Slashdot Mirror


User: Bonehead_with_skis

Bonehead_with_skis's activity in the archive.

Stories
0
Comments
1
First seen
Last seen
Profile
(view on slashdot.org)

Comments · 1

  1. Valuating IS on Creating an IS Department? · · Score: 1
    "Success" in an IT operations space means that you've avoided all the problems. And usually, IT people avoid the problems in ways that mean that management doesn't know about them. And what they don't know about, they cannot see value in.

    Allowing failures is one way to establish the value of IT operations, because that is guaranteed to get management attention, but it's the kind of attention that will only benefit your successor because clearly *you* can't handle the job.

    So you need to educate your management.

    • What can go wrong? These are the risks.
    • What happens when a risk becomes a reality? This are called impacts.
    • What are the odds of the risk becoming a reality? This is the likelihood.

    Take the list of impacts and get management to rank them. Dollar impact, or just "Very Bad/Bad/Annoying/Don't care"

    Then you take your risks and likelihoods, and you build a map. High impact, and High likelihood means something ought to be done. Low Impact, Low Likelihood, and nobody really needs to care.

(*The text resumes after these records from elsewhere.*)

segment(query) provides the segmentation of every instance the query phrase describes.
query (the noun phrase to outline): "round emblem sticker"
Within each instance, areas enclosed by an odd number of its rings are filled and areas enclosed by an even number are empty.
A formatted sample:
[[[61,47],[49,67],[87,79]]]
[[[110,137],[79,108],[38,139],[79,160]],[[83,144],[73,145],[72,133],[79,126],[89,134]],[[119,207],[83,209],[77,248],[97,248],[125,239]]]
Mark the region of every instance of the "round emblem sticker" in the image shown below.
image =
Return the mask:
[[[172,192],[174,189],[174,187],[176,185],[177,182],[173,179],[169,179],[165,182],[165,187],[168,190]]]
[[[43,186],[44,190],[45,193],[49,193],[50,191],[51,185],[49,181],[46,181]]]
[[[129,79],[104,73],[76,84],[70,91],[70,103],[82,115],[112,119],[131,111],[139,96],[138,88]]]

    Once you've done that, you have a map that shows your current state. So now, show what you can *DO* about the high end issues. So by hiring a backup guy, you guys are covered if you get hit by a bus. By developing a disaster plan, you guys will ready for a hurricane hit, or a terrorist attack. By getting IT involved in the development/requirements process, you can get extra time to qualify technologies or select software, or you can help them understand which requirements are real, and which ones are for a mauve database, and avoid the situation last year where they wasted $50k on a package that nobody used.

    Ultimately, it's about showing non-trivial and sustained value, just like any other part of a business should be operating.

    Presenting Risk in that kind of format is a very easy way to get people to understand and accept that value, as well as giving them next steps for how to make it so. (Just make sure your map looks out over years or else you're justifying a one-time effort instead of an ongoing group.)

    Also, sometimes doing that kind of risk assessment shows that it just doesn't matter enough. At which point you can accept status quo or not.